I thought I might share the tomato recipes I've been making lately with you. The first is Tomato Confit - a French dish that 'preserves' the tomatoes in oil; and the second is Mushrooms on Cherry Tomatoes with Goat Cheese.


Tomato Confit

Cherry tomatoes - enough to cover your entire oven tray

Garlic x 4, peeled

Generous handful of basil leaves

Salt & pepper

Olive oil

Preheat the oven to 150C/300F. Place cherry tomatoes in your oven tray along with the garlic and basil. Add salt and pepper to taste. Cover the tomatoes with olive oil (I don't cover them entirely, but make sure that each tomato is touching the oil).
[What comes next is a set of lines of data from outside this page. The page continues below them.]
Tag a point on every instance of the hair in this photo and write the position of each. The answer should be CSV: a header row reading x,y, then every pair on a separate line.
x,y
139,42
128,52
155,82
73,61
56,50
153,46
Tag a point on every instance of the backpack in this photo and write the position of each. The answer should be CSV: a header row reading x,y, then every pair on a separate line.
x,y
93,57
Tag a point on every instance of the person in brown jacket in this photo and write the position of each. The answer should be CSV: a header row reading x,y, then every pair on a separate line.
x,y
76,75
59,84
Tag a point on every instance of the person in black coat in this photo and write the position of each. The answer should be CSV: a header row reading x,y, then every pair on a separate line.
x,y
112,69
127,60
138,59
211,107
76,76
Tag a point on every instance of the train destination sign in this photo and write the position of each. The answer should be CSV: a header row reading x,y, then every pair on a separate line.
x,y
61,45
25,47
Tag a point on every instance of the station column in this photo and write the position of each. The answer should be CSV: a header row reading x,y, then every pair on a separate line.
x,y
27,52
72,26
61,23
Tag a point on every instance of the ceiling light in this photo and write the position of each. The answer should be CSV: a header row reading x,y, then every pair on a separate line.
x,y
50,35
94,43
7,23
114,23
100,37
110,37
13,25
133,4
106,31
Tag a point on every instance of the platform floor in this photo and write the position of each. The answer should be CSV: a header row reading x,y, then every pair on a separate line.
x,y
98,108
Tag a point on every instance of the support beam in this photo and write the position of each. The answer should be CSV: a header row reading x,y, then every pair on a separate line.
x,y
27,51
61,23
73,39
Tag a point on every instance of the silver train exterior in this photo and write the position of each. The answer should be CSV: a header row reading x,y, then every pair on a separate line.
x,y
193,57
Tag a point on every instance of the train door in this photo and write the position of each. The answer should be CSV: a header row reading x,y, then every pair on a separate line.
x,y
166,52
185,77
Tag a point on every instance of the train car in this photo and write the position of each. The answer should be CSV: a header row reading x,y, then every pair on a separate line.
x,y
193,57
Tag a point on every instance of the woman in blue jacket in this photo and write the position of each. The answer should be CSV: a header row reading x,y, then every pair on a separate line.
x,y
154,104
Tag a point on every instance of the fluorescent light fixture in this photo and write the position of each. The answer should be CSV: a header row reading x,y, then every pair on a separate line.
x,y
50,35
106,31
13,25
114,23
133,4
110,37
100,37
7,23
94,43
Bake for 40 minutes. Remove from the oven and serve hot over zucchini noodles or with a steak, or allow to cool and serve with a salad. I use left-overs for breakfast with my eggs, or you can serve them on sourdough bread.

You can add other flavours to the mix if you like....lemon thyme, half a lemon, oregano or rosemary.


Mushrooms on Cherry Tomatoes with Goat Cheese

This recipe is based one I saw from Jamie Oliver - he used sage leaves, which I have tried and they are very good, but lately I have been using the last of the fresh basil in everything before it's gone.

350g cherry tomatoes, halved (or cut large tomatoes into chunks)

Couple handfuls of basil leaves

3 - 4 thinly sliced garlic cloves

Olive oil

Balsamic vinegar

Salt & pepper

4 Portobello mushrooms

Preheat oven to 200C/390F. Place tomatoes, basil and garlic in an oven tray; drizzle on the olive oil and vinegar and prinkle with salt and pepper. Mix well. Place mushrooms on top. Bake for 25 minutes.

Remove from the oven and place goat cheese on top of the mushrooms and serve hot. I served this with roasted eggplant and a salad on the side.